A few years later, Kim, Paul and their two children came back to the UK to see family, and decided to re-visit the house. “We parked outside the house and Kim started crying,” says Paul. “So I got a pen and a bit of paper and I wrote down: ‘We’re the people that tried to buy the house when you bought it. If you ever want to sell it, call us.’ A couple of years later, they did.”
Kim and Paul finally bought The Clock House in 1997 — but they had their work cut out.
Built in 1830 — one of the first buildings in the Victorian seaside resort of Burtons’ St Leonards— the property was designed by architect James Burton and his son Decimus, famous for Kew Gardens’ Glass House, Hyde Park’s entrance (and Wellington Arch), and the terraces around Regent’s Park, amongst other works. Its four clocks were built by Benjamin Lewis Vulliamy, clockmaker to King George III.
It was later enlarged and turned into an ecclesiastic Gothic revival-style villa, for use as a family home.
In 1976, Maria LeBrock, mother of the American actress and model, Kelly LeBrock, had spearheaded the building’s restoration. But 21 years later, the house was bare. There were polystyrene tiles on the ceiling. It looked like it had been lived in by several individual people. The carpet smelled. “It was just a wall — and the walls weren’t very good either,” says Paul.
The couple restored everything: rearranging the house; repairing the tower’s four clocks, and even having it spiritually healed. “It was a bit ghosty. We had to get a lady from Sevenoaks to send these children on. They’ve gone now,” says Kim.
Paul adds: “It was a labour of love…I’d like to say that it’s almost finished, nearly 30 years later.”
On the ground floor are three cellar rooms, along with one of the two entrances, kitchen, dining room and one bedroom. There are two further bedrooms on the floor above, whilst the second floor is occupied entirely by the master bedroom suite, with its own sitting room and boudoir-style ensuite. There is also an entrance here, and a lobby with a gilded nave-like ceiling.
Inspired by Jean Cocteau’s 1946 La Belle et la Bête, Kim and Paul describe their interiors as “Irish Catholic meets Hammer horror”.
There are ornate Gothic features in almost every room: tall, arched windows in the dining room; high ceilings with moulded cornices; a cast-iron feature fireplace and tiled hearth in the master ensuite.
The walls are lined with colourful Shand Kydd wallpapers — the green and gold bathroom being Kim’s favourite— as well as embossed Lincrusta panelling.
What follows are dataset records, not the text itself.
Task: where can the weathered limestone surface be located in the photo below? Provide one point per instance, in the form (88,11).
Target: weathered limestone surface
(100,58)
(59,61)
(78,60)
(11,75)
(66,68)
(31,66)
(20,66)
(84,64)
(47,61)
The windows are adorned with rich draperies, while there is a taxidermy stag’s head in the dining room — one of the few remaining pieces of their collection.
Then there are the statues. A life-size Our Lady of Lourdes in the bathroom; two large pilaster sculptures flanking the tower entrance in the master bedroom; two in the hallway so heavy that it was too difficult to put them anywhere else. And this is not all of them. “We took a lot out,” says Paul. “We hired a lock-up and thinned it all out. It looked a bit crowded.”
“It’s a very unique property,” says Kim. “I still put the trash out and someone will say to me: ‘Do you live here? Is this a house?’ It’s unusual.”
Despite owning the house for 24 years, the novelty of calling it home has not worn off. “The view [down to the sea] from the bedroom window is amazing. I wake up every morning and go: ‘Oh my god’,” says Kim.
Now, however, Kim and Paul are selling The Clock House to renovate another property in Hastings. In their 60s, they joke that they’re wary of all those stairs — but their work on the house is also done. “I want a new adventure,” says Kim. Paul adds: “I think we’ve got one more in us.”
“Letting go of this one is difficult,” says Kim. “I’ll miss the magic most. I try not to go in the garden sometimes because I think: oh my god, I can’t sell it. I get cold feet.”
Whether the house becomes a boutique hotel or another family home, they have one hope for it. “I just want someone to love it as much as we do,” says Paul. “It’s a specialist buy…but if you took the leap and you lived here, my god would you love it.”
The Clock House is for sale with Knight Knoxley for £2.5million.